It's, intriguingly enough, a PC indie title that's a "historical-fiction visual novel game with multiple endings", and the release for it has Tycoon's Riva Celso insisting: “Visual novels are the next wave of interactive fiction games. They're like a hybrid of books and games - they're deeper than the average video game since they're narrative-based, and they're interactive; what the player does affects the story and ultimately the outcome.”
The game, for which there's PC, Mac and Linux demos available, and 4500 screens of dialog, 8 chapters and 3 different endings, "...tells the tale of a young girl from the 17th Century, Heileen. Her merchant uncle leaving her no choice, she undertakes a voyage to the New World. She'll meet old friends, like her childhood friend Marie, and get the chance to befriend other people, like John, the young, dashing sailor, Marco, the ship's cook, and Lora, the shameless mistress accompanying her uncle on the voyage."
Of course, those who know the visual novel genre will realize that they are pretty popular - in a niche way - in Japan, but have never really made a big impact in the West, primarily because they're not interactive enough for a lot of people who consider themselves gamers, one suspects.

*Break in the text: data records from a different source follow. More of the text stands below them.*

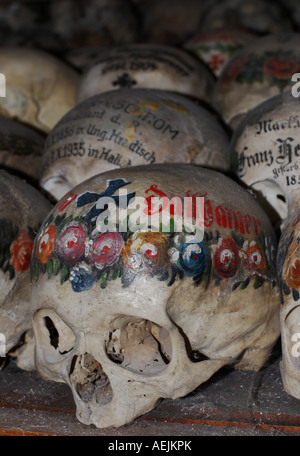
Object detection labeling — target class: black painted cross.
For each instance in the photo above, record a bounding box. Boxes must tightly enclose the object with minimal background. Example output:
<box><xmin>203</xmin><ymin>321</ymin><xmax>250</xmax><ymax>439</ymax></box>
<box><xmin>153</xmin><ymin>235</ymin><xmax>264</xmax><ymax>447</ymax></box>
<box><xmin>112</xmin><ymin>72</ymin><xmax>137</xmax><ymax>88</ymax></box>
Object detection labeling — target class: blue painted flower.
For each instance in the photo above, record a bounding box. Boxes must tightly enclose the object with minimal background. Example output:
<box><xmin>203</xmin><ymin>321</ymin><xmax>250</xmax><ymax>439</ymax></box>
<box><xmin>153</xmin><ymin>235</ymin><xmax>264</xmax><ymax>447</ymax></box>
<box><xmin>70</xmin><ymin>266</ymin><xmax>95</xmax><ymax>292</ymax></box>
<box><xmin>171</xmin><ymin>238</ymin><xmax>208</xmax><ymax>277</ymax></box>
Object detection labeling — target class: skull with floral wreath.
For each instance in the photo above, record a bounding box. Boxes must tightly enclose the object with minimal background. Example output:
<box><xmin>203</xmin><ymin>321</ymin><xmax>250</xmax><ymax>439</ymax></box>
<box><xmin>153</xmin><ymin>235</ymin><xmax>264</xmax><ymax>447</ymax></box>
<box><xmin>30</xmin><ymin>164</ymin><xmax>280</xmax><ymax>428</ymax></box>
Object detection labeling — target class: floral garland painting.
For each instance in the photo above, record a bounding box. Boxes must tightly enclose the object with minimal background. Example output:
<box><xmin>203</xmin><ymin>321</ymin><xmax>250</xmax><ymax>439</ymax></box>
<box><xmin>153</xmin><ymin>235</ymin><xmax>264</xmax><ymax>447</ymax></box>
<box><xmin>0</xmin><ymin>218</ymin><xmax>36</xmax><ymax>280</ymax></box>
<box><xmin>277</xmin><ymin>214</ymin><xmax>300</xmax><ymax>303</ymax></box>
<box><xmin>30</xmin><ymin>180</ymin><xmax>277</xmax><ymax>294</ymax></box>
<box><xmin>221</xmin><ymin>49</ymin><xmax>300</xmax><ymax>92</ymax></box>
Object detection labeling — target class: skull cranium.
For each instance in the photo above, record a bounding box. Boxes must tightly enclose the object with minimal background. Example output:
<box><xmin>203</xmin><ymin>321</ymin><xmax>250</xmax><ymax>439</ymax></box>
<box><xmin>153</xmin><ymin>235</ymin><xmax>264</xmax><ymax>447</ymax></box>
<box><xmin>228</xmin><ymin>91</ymin><xmax>300</xmax><ymax>400</ymax></box>
<box><xmin>0</xmin><ymin>170</ymin><xmax>52</xmax><ymax>370</ymax></box>
<box><xmin>30</xmin><ymin>163</ymin><xmax>280</xmax><ymax>428</ymax></box>
<box><xmin>40</xmin><ymin>88</ymin><xmax>230</xmax><ymax>202</ymax></box>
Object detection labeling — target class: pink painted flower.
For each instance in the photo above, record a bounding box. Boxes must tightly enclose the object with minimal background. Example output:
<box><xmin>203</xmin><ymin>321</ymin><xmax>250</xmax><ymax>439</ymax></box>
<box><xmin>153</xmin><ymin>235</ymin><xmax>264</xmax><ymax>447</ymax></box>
<box><xmin>56</xmin><ymin>222</ymin><xmax>87</xmax><ymax>264</ymax></box>
<box><xmin>86</xmin><ymin>232</ymin><xmax>124</xmax><ymax>270</ymax></box>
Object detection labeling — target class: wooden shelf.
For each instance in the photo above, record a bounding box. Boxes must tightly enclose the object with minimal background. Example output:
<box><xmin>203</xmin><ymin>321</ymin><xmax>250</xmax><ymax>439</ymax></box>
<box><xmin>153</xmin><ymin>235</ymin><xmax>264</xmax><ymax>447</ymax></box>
<box><xmin>0</xmin><ymin>343</ymin><xmax>299</xmax><ymax>436</ymax></box>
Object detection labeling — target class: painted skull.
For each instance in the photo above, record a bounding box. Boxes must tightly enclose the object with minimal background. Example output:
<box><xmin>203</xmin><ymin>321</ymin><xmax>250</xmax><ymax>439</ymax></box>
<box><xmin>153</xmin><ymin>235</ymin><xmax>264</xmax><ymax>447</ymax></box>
<box><xmin>0</xmin><ymin>47</ymin><xmax>79</xmax><ymax>134</ymax></box>
<box><xmin>40</xmin><ymin>88</ymin><xmax>229</xmax><ymax>201</ymax></box>
<box><xmin>184</xmin><ymin>28</ymin><xmax>258</xmax><ymax>77</ymax></box>
<box><xmin>213</xmin><ymin>32</ymin><xmax>300</xmax><ymax>129</ymax></box>
<box><xmin>228</xmin><ymin>91</ymin><xmax>300</xmax><ymax>401</ymax></box>
<box><xmin>0</xmin><ymin>170</ymin><xmax>52</xmax><ymax>370</ymax></box>
<box><xmin>30</xmin><ymin>164</ymin><xmax>280</xmax><ymax>428</ymax></box>
<box><xmin>76</xmin><ymin>44</ymin><xmax>215</xmax><ymax>104</ymax></box>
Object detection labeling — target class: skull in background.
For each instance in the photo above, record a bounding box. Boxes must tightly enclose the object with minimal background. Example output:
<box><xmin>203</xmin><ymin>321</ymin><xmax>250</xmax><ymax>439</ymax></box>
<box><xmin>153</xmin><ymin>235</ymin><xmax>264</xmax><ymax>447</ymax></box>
<box><xmin>228</xmin><ymin>91</ymin><xmax>300</xmax><ymax>400</ymax></box>
<box><xmin>0</xmin><ymin>170</ymin><xmax>52</xmax><ymax>370</ymax></box>
<box><xmin>30</xmin><ymin>164</ymin><xmax>280</xmax><ymax>428</ymax></box>
<box><xmin>40</xmin><ymin>88</ymin><xmax>229</xmax><ymax>201</ymax></box>
<box><xmin>184</xmin><ymin>28</ymin><xmax>258</xmax><ymax>77</ymax></box>
<box><xmin>136</xmin><ymin>0</ymin><xmax>208</xmax><ymax>46</ymax></box>
<box><xmin>200</xmin><ymin>0</ymin><xmax>292</xmax><ymax>35</ymax></box>
<box><xmin>76</xmin><ymin>44</ymin><xmax>215</xmax><ymax>104</ymax></box>
<box><xmin>50</xmin><ymin>0</ymin><xmax>139</xmax><ymax>50</ymax></box>
<box><xmin>213</xmin><ymin>33</ymin><xmax>300</xmax><ymax>129</ymax></box>
<box><xmin>0</xmin><ymin>116</ymin><xmax>45</xmax><ymax>182</ymax></box>
<box><xmin>0</xmin><ymin>47</ymin><xmax>79</xmax><ymax>134</ymax></box>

In any case, I caught up with Italian native Celso, who has made a surprisingly eclectic set of homebrew-ish titles, including Universal Boxing Manager and the RPG/card-ish Magic Stones, and asked him a few questions exclusively for GameSetWatch via email about his new game and his thoughts on the genre:
What made you decide to try the visual novel, given it's popular in Japan but not so much in the West?
First of all because I like them. I remember playing those kinds of games already 10 years ago, like True Love, Paradise Heights 1 & 2, and so on. Second because I'm an indie, that means I can try making any game I want, and not always follow the "market rules".
Is romance as major part of your visual novels as it is in Japan, or even explicit content?
Romance is present, and sensuality as well (the character of Lora for example) but there's more than that. It's basically a story and there are choices like in real life, which influences your relationships with the other crew member. There's not only love in the game, but also friendship, hate, envy and more.
Who do you think the target market is for this kind of product?
I believe everyone who enjoy reading books or comics, and sometimes thinks "If I was the protagonist, I would have made this other choice".
This is quite different from your previous products, which include sports simulators - why the shift?
I love making simulation games, but they require lots of effort, research, and unfortunately, big name licenses to sell well. Playing a soccer game where all player names are false isn't as exciting as playing an "officially licensed game". Beside that, I am always experimenting with various games genres. I did a card/RPG (Magic Stones) and a space wargame (Supernova 2) too. However, I'm really enjoying making visual novels so probably will make more in the near future.
Do you think the relative non-interactivity of the genre presents a problem in the West?
It could be, I don't want to lie. Some players really don't get what's so exciting in those kind of games and I can understand them.
In Heileen I tried to break a bit from the classic visual novel scheme introducing a "Quest System" inside the game and a final rating similar to those you find in Sid Meier's games, to add more replay value.
What are your favorite examples of the visual novel genre?
Well I've mentioned some earlier, if I have to talk about more recent titles, I liked Hanako's game Fatal Hearts, but honestly apart for that there isn't anything else that caught my attention.